Other evaluation targets could be the outcome evaluation that aims to determine the effect on users and others involved, privacy protection evaluation that aims to ensure the level of security and user acceptability evaluation that aims to determine how well users will approve the presented method. (Cardinaux et al. 2011)


This thesis consist of two parts. This is the second part of the thesis. Two different software prototypes were developed, one that could be implemented as it is (v1) and the second prototype (v2) that will be able to monitor more features but needs further development so that it could function independently. After describing the key features of the two systems there will be an explanation of the infrastructure and how the software works.
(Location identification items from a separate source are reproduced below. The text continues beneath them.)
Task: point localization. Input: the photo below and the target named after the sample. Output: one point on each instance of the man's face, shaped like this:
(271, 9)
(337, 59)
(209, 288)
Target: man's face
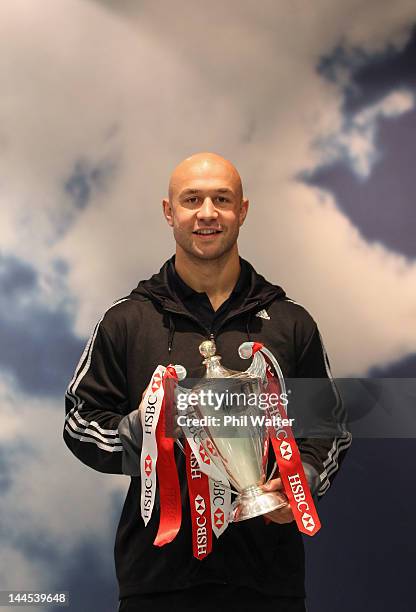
(205, 208)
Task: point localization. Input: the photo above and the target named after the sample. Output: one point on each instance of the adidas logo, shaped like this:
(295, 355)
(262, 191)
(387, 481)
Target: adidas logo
(262, 314)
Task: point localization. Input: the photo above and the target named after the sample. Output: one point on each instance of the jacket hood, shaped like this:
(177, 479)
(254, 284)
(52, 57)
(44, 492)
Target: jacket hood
(158, 290)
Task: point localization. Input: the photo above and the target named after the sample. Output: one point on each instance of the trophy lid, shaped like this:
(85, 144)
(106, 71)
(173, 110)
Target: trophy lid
(212, 362)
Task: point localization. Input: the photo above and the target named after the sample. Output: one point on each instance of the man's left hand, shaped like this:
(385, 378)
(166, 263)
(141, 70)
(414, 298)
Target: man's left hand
(281, 515)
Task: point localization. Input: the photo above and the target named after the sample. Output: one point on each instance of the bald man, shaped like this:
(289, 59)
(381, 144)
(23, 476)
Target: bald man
(205, 291)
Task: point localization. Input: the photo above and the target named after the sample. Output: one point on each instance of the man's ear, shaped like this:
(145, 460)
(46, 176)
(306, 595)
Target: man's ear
(167, 211)
(243, 211)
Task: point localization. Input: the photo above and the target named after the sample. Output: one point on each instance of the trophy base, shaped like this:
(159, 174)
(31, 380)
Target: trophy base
(254, 501)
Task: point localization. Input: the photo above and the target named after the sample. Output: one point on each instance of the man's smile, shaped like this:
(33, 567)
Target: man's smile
(207, 232)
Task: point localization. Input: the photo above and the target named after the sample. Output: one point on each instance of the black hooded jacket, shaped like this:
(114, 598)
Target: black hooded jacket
(150, 327)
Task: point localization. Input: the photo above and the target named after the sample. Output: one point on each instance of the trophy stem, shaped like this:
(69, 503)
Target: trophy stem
(254, 501)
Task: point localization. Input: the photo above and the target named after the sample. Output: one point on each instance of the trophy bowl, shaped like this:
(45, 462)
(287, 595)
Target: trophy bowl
(231, 430)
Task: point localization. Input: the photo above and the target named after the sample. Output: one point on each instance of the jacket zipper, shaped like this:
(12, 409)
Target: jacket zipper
(209, 332)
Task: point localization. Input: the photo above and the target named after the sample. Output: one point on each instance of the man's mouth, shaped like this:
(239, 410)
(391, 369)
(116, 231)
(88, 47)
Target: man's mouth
(207, 231)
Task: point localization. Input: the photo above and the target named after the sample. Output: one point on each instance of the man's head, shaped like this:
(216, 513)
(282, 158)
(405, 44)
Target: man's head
(206, 206)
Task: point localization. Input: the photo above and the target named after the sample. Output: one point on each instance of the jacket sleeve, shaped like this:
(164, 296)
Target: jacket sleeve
(322, 455)
(99, 429)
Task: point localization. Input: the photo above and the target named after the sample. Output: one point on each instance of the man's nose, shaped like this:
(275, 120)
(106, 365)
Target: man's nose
(207, 210)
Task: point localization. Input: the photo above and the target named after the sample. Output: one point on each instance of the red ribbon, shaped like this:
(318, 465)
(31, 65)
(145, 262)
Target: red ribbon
(199, 499)
(288, 459)
(167, 474)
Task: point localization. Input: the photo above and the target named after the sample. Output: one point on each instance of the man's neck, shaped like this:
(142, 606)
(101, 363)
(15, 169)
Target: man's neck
(216, 277)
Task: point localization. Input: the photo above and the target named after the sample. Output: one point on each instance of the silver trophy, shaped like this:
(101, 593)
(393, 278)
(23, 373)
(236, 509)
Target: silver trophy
(231, 430)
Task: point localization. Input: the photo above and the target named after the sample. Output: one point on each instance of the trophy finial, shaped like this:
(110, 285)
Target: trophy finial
(207, 348)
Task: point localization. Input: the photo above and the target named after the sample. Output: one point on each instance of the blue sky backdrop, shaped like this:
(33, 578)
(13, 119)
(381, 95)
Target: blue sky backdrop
(315, 103)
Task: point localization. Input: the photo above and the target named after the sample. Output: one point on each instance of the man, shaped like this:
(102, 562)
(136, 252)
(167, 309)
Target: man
(206, 290)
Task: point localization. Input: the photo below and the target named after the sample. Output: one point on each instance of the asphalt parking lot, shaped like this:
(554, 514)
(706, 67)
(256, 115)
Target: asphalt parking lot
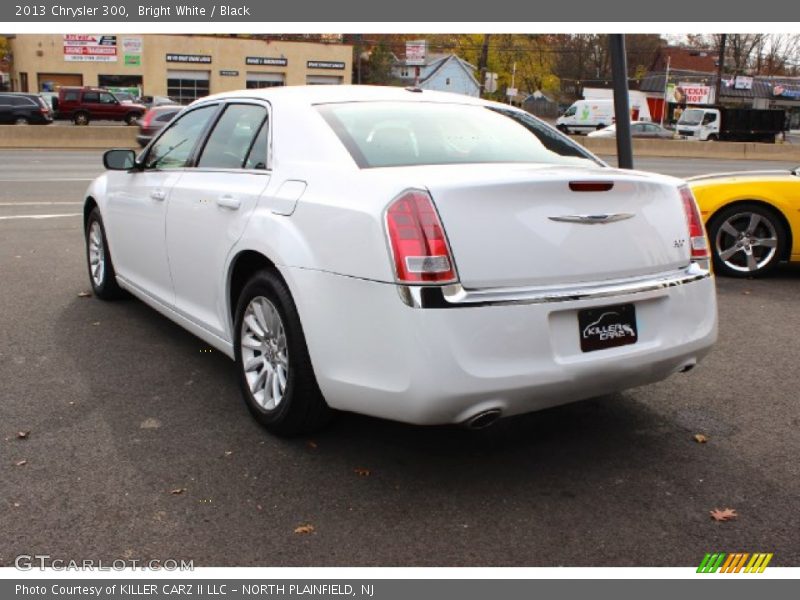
(140, 447)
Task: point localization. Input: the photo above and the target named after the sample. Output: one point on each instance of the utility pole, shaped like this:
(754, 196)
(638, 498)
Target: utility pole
(482, 63)
(720, 66)
(622, 112)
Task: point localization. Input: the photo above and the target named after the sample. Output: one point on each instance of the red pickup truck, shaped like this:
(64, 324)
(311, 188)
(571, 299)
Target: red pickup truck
(84, 104)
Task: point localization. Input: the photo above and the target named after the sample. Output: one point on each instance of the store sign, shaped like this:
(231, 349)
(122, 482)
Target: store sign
(90, 48)
(261, 61)
(415, 52)
(786, 91)
(190, 58)
(132, 51)
(690, 93)
(324, 64)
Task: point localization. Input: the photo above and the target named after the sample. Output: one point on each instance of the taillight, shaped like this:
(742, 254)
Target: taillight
(148, 116)
(697, 235)
(416, 236)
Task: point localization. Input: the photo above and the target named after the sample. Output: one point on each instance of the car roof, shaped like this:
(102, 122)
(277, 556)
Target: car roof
(324, 94)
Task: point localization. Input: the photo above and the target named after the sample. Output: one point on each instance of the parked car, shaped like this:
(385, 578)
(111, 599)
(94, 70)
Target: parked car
(24, 109)
(151, 101)
(154, 121)
(753, 219)
(83, 105)
(639, 129)
(419, 256)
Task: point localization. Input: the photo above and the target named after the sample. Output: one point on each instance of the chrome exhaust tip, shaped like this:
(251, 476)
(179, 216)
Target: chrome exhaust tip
(483, 419)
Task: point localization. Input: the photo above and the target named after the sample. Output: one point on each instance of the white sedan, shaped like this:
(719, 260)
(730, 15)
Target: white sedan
(418, 256)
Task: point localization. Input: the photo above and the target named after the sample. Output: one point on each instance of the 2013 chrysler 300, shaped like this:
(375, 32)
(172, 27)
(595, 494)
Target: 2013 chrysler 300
(418, 256)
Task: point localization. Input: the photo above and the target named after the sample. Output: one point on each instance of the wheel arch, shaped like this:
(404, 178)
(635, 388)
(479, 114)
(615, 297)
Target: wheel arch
(768, 206)
(242, 267)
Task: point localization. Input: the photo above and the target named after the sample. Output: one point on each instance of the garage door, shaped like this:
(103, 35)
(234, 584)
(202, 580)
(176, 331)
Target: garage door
(50, 82)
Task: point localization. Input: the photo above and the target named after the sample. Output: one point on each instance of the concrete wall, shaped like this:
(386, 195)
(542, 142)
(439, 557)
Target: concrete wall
(67, 137)
(35, 54)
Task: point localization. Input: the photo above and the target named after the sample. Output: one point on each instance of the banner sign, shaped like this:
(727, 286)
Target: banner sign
(90, 48)
(265, 61)
(190, 58)
(690, 93)
(324, 64)
(415, 52)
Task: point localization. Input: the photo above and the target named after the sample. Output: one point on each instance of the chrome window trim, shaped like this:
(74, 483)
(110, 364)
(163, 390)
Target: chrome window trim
(455, 296)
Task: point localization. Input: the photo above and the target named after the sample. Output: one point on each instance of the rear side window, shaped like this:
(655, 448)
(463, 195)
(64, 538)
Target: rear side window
(393, 134)
(233, 137)
(174, 148)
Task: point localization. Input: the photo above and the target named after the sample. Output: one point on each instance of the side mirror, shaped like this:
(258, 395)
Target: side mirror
(119, 160)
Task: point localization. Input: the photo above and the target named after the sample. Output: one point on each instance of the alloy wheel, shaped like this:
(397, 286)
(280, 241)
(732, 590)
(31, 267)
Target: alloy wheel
(746, 242)
(265, 356)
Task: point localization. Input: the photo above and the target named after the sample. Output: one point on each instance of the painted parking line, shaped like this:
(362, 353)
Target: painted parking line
(8, 218)
(40, 203)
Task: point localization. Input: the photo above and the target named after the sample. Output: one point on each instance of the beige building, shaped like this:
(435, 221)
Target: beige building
(183, 67)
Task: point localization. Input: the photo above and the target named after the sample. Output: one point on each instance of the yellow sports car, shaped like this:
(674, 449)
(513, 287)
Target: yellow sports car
(752, 219)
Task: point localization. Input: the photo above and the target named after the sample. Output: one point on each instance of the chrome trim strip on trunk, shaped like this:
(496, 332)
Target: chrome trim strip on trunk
(455, 296)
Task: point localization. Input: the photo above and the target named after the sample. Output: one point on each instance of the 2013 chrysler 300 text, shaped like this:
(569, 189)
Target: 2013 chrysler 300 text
(417, 256)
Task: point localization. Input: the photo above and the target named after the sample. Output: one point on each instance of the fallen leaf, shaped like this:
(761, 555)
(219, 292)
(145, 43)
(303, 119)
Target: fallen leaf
(308, 528)
(724, 514)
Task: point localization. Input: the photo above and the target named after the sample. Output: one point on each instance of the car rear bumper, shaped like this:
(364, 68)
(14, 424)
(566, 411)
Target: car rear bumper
(374, 354)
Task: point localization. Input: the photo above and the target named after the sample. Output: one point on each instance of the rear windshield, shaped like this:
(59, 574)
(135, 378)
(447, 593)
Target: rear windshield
(395, 134)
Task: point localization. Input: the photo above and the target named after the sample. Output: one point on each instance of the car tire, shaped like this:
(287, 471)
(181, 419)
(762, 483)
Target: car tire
(274, 368)
(98, 259)
(732, 232)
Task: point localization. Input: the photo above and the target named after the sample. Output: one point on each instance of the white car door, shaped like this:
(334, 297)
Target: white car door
(137, 205)
(209, 209)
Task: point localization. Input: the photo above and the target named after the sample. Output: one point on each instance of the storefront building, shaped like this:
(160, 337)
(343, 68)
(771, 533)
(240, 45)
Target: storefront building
(183, 67)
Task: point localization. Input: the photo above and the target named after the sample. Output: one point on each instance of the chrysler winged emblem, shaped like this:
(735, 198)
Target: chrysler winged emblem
(598, 219)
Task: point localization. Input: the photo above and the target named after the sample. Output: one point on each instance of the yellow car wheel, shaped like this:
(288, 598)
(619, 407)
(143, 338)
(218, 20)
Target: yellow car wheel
(747, 240)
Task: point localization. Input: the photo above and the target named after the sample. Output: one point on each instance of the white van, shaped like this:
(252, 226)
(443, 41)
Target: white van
(586, 115)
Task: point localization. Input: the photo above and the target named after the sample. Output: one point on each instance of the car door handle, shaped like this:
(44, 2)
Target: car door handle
(229, 202)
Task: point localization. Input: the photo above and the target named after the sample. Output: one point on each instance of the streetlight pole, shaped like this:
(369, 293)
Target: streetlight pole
(622, 112)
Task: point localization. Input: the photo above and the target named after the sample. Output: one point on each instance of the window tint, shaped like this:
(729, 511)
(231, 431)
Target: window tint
(257, 159)
(174, 148)
(233, 136)
(390, 134)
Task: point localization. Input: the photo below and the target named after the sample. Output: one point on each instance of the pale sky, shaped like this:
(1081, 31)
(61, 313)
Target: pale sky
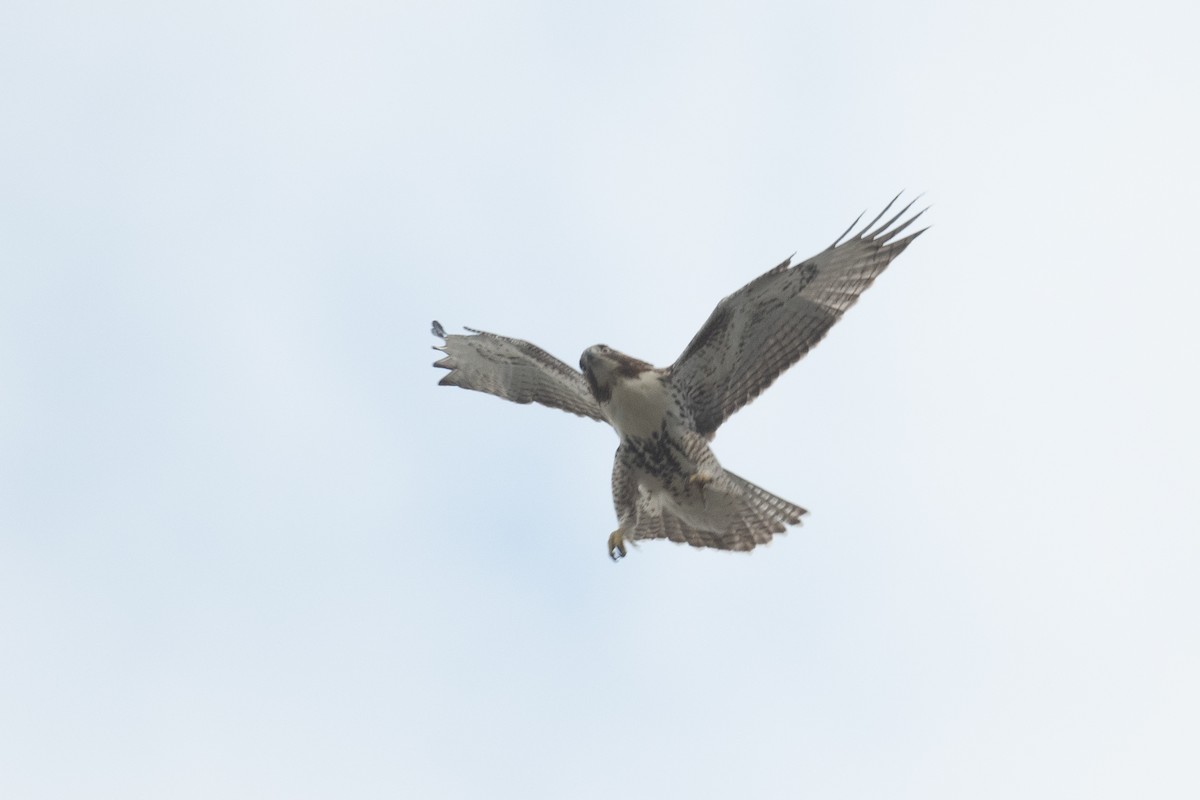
(249, 548)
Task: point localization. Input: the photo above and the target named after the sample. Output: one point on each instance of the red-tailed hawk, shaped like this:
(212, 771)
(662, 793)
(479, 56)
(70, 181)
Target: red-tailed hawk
(666, 482)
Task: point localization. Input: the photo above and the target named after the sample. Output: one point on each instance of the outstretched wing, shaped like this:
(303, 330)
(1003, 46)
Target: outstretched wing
(762, 329)
(513, 370)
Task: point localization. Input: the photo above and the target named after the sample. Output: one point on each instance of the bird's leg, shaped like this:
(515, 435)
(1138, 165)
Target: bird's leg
(617, 545)
(700, 480)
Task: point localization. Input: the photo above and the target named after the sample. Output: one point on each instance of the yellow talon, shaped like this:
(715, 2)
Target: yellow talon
(617, 545)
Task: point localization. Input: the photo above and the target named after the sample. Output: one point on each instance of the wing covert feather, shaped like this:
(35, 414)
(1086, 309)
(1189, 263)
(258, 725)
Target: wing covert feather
(514, 370)
(765, 328)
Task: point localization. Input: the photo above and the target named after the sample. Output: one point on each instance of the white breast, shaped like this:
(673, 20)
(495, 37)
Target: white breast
(639, 405)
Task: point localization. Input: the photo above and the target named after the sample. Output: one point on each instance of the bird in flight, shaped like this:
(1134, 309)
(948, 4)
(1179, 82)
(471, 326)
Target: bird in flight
(666, 482)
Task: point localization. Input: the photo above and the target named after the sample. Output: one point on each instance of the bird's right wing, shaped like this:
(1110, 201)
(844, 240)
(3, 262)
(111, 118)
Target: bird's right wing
(514, 370)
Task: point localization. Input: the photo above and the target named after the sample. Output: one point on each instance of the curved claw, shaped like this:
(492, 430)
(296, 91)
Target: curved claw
(617, 545)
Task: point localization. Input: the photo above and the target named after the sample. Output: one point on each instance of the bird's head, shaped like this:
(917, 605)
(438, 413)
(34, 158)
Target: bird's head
(603, 367)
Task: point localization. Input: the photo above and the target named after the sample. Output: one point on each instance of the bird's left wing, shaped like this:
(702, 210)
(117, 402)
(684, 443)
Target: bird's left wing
(513, 370)
(767, 325)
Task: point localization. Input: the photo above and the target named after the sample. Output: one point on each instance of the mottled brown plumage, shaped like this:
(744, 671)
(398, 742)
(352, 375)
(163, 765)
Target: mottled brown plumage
(666, 481)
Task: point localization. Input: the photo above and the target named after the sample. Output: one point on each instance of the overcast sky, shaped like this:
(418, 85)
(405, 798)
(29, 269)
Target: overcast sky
(249, 548)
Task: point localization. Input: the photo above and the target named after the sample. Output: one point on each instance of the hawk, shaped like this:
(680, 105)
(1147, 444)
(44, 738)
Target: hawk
(666, 482)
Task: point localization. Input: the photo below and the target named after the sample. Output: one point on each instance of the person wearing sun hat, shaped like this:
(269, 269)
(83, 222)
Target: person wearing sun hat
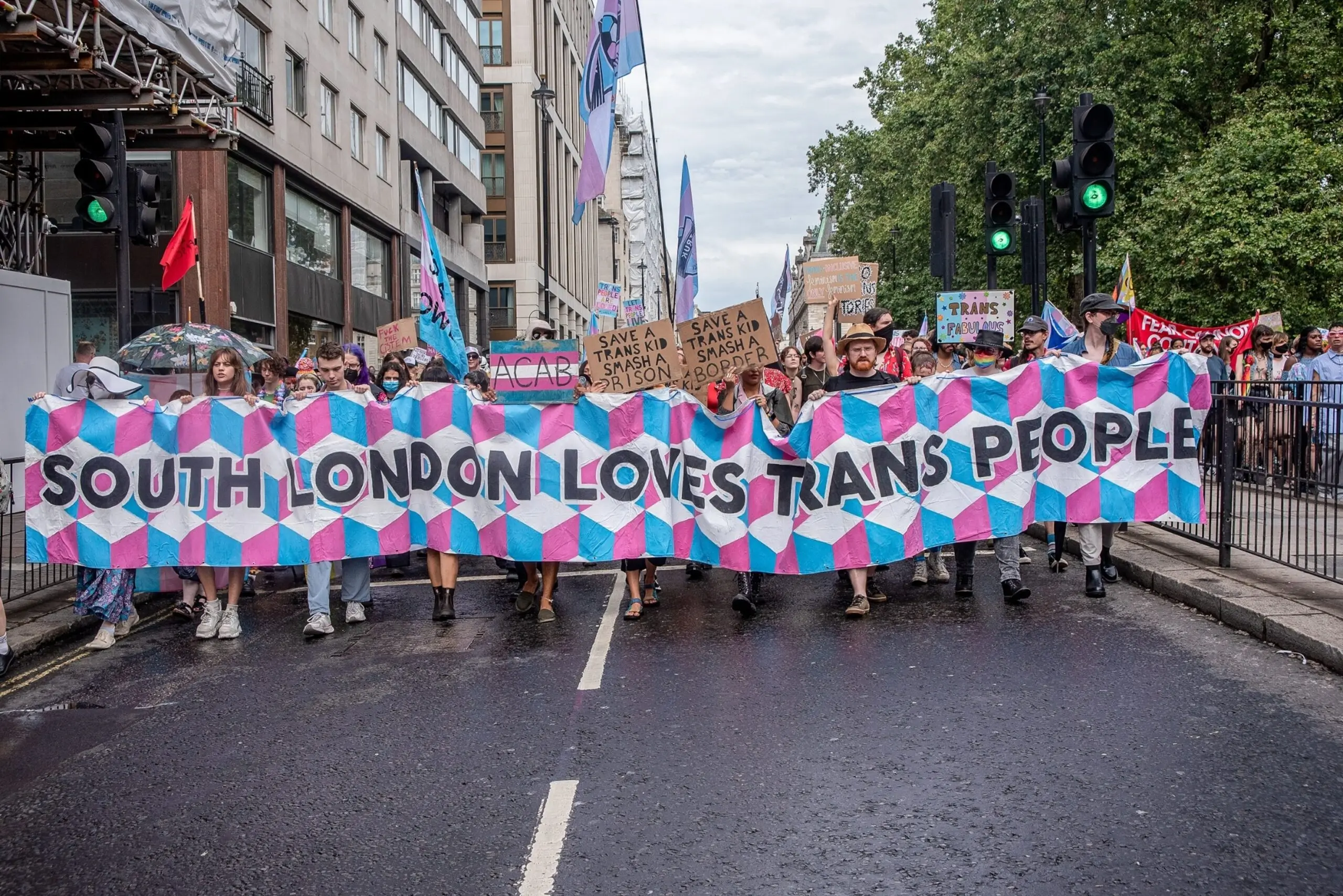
(985, 355)
(862, 350)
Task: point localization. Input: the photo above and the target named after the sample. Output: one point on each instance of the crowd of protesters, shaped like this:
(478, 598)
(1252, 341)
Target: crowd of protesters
(871, 354)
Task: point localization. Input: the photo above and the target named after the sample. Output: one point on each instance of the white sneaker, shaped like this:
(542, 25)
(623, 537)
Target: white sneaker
(938, 569)
(319, 624)
(124, 628)
(210, 621)
(230, 626)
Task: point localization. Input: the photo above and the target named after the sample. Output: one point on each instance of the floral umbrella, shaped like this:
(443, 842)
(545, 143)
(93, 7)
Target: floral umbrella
(185, 347)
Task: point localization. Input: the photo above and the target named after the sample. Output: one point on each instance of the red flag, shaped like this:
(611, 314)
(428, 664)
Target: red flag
(182, 249)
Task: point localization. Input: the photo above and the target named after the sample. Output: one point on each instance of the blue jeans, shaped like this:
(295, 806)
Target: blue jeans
(354, 581)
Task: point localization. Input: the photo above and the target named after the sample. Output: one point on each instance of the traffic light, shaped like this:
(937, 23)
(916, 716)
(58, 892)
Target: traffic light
(143, 188)
(1092, 164)
(999, 211)
(101, 156)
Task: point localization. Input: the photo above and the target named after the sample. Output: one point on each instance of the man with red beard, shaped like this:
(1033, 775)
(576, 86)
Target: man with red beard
(861, 348)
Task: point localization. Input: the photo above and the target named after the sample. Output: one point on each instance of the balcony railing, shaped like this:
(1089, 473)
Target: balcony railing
(254, 92)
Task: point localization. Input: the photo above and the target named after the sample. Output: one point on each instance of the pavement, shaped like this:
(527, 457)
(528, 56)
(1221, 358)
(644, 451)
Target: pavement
(939, 746)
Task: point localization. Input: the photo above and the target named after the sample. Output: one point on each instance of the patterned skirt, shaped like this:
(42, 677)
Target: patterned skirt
(105, 594)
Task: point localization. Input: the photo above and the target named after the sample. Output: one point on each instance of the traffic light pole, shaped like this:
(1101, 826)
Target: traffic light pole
(1090, 258)
(123, 236)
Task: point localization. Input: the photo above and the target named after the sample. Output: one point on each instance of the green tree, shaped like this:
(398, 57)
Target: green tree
(1228, 132)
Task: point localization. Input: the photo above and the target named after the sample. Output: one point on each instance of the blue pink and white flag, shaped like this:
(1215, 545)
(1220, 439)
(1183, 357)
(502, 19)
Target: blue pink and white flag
(865, 477)
(438, 310)
(785, 286)
(615, 33)
(687, 257)
(1060, 328)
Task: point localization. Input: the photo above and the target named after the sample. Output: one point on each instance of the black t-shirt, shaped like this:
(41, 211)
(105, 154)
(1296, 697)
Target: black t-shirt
(812, 379)
(847, 380)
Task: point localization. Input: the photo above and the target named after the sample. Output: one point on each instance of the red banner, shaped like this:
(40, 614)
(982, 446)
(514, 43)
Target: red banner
(1146, 328)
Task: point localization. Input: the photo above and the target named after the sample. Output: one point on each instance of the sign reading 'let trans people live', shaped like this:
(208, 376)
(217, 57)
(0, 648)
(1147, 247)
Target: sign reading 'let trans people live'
(865, 477)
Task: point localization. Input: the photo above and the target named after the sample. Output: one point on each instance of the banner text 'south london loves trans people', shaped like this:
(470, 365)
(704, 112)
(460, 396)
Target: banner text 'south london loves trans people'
(865, 477)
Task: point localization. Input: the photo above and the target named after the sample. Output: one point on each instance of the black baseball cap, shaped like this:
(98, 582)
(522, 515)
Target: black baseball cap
(1102, 303)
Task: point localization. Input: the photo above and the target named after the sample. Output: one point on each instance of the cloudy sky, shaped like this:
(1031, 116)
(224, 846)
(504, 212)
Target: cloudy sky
(743, 88)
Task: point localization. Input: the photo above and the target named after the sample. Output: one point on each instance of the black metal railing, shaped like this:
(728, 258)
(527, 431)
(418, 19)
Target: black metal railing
(18, 577)
(254, 92)
(1272, 475)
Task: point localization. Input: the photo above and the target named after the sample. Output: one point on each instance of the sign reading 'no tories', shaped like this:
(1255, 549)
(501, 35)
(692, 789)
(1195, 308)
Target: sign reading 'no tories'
(634, 358)
(718, 342)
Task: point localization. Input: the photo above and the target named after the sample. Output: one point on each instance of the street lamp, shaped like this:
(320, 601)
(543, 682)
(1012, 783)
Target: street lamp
(545, 96)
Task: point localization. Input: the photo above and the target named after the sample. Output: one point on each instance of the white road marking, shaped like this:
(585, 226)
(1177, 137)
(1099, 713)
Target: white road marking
(543, 859)
(591, 679)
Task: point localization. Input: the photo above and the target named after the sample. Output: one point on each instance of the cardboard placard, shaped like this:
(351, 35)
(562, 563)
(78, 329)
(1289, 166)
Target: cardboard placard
(720, 340)
(541, 371)
(398, 336)
(852, 308)
(634, 358)
(823, 277)
(961, 316)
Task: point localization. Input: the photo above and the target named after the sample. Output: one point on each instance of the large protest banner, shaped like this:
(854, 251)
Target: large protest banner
(716, 342)
(864, 477)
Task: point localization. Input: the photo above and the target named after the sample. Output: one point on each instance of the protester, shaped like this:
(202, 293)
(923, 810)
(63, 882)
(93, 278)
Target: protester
(1099, 342)
(391, 379)
(226, 378)
(335, 372)
(1327, 378)
(273, 387)
(65, 383)
(860, 348)
(987, 351)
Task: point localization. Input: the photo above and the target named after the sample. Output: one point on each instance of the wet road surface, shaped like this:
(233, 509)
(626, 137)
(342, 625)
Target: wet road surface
(1065, 746)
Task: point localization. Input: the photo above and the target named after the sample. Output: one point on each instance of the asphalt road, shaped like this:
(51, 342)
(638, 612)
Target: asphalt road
(1067, 746)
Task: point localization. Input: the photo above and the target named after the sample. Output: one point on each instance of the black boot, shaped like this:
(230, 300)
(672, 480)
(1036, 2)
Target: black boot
(441, 605)
(1108, 570)
(744, 604)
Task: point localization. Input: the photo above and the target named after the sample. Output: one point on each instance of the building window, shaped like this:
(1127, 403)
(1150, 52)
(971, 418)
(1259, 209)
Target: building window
(296, 87)
(329, 112)
(382, 147)
(493, 174)
(249, 206)
(492, 109)
(502, 307)
(368, 262)
(311, 230)
(492, 42)
(496, 240)
(379, 59)
(356, 33)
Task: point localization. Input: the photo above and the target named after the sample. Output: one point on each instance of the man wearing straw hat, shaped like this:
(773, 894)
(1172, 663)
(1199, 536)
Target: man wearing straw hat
(861, 348)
The source code is available at Github infr/falldetector-public. There are demo videos available at In the appendix there are step-by-step instructions to install and test this solution on a Raspberry Pi.

Fall detector v1

The first version of the fall detector utilizes sort of a dynamic approach. It will detect if a person is not moving or is moving too little in a specific time period. Detections could be configured so that there are different detection times for e.g. sitting on the sofa or lying in the bed and if the person is lying on the floor not moving the detection could be triggered in a few minutes. When the detection is made it will send an alarm to a RESTful web service. This web service can trigger different functions from a centralized alarm center. These functions include information to professional care takers and family.

Backgrounding method

The first version of the fall detector uses a simple adaptive backgrounding method such as the one seen in Fig 7. As preprocessing the background method does make the frame gray scale and resizes it smaller so that the foreground can be detected faster. This backgrounding method is not able to handle illumination changes quickly. This method can identify and track movement of multiple objects at the same time.

Fall detector v2

The second version of the fall detector is an improvement to the first version. Fig. 9 presents a debugging windows from the system. In the first image, on top left, is from a empty room with nothing detected. In the second image there is a person, who is detected. The second image shows a bounding box around the person. This bounding box has three different values. In the image value 14 is just for debugging purposes as it is the person id that keeps track of different persons if there are multiple of them in the scene. The second value 0 is the alarm counter that will start if the person is not moving over the threshold. The third value is the size of the bounding box. The size information is for debugging purposes. The minimum allowed size of bounding boxes can be set in the settings so that minimal objects wont count as persons in the scene. In the third image this person has suffered from a fall, this does not yet trigger the alarm but by lying on the floor not moving enough has started the alarm counter, which is currently 43. In the fourth picture the system has raised an alarm because the person has not moved enough to reset the counter for the alarm and the counter has reached 50, which was set as threshold in this test.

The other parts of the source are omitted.